Jointe au téléphone, Claire Samson déplore que «la faculté de médecine de l'Outaouais ne sera accessible qu'aux Québécois pleinement bilingues». Même si l'Outaouais se retrouve sous la responsabilité de l'Université McGill en raison de la division territoriale en vigueur pour les facultés de médecine de la province, la CAQ demande à ce qu'une autre université offre la formation dans la région si McGill ne peut franciser son programme à temps pour l'ouverture prévue en 2020.

Réactions souhaitées

«J'espère que les gens de la région vont réagir et que les étudiants aussi vont réagir, a mentionné Mme Samson. Je ne veux pas qu'on forme des médecins pour l'Ontario, je veux qu'on en forme pour le Québec, et pour ça, il faut que la formation puisse se faire en français.»

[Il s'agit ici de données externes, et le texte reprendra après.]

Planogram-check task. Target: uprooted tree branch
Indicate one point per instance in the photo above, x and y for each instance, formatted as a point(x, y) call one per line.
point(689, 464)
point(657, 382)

La semaine dernière, dans une lettre ouverte publiée dans nos pages, le doyen de la faculté de médecine de McGill, le Dr David Eidelman, et le vice-doyen adjoint à l'enseignement de la médecine à cette même université, le Dr Gilles Brousseau, ont rappelé que «sur l'ensemble de la formation, à peine 8% du cursus sera livré en anglais».

«La population peut être assurée que McGill travaillera avec ses partenaires régionaux pour pouvoir offrir, à terme, une formation médicale à 100% en français», écrivaient-ils aussi.